Prime-time champ CBS is sitting out New Year’s Eve.
New Year's, ESPN-style
Young viewers certainly have other options. MTV’s annual soiree features Kanye West, Shakira and Adam Levine. ESPN is also getting into the New Year’s business, with Stuart Scott as host of a party on ESPN2 with guest Little Steven Van Zandt, mixing sports highlights with a roster of garage rockers.
ESPN sensed that more and more of its young male viewers were interested in inviting friends over rather than going out on New Year’s Eve, Scott said.
CNN’s Anderson Cooper will also be prowling Times Square for a special on the news network.
While he’s there, he may spot Philbin leading the crowd in a verse of “New York, New York” from his perch outside Planet Hollywood.

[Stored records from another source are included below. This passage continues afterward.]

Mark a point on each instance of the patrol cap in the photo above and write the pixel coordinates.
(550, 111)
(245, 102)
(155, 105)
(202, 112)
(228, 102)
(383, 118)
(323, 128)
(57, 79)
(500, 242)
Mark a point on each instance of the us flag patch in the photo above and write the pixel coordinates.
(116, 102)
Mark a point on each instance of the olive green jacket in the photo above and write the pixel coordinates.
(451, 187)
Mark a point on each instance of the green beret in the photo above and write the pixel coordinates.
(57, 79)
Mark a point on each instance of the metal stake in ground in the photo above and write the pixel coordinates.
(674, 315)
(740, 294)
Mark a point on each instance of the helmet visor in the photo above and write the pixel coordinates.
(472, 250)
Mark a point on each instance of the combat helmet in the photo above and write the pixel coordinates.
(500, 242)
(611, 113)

Philbin caught the New Year’s bug last year when he filled in for Clark; now he’s a competitor.
“They could have had Regis back this year if they wanted,” Philbin said, with a rare edge. “Ratings were pretty high.”
But he said he understood Clark’s desire to set up the “New Year’s Rockin’ Eve” franchise for the future.
“The Regis-Ryan network swap is kind of a fun dynamic and I certainly wish Ryan the best,” said Phil Gurin, executive producer of Philbin’s Fox show. “I know Dick as well. Everyone doing these types of shows, we all know each other and we’ll probably have a drink when our shows are over, somewhere in Times Square, and just salute New Year’s together.”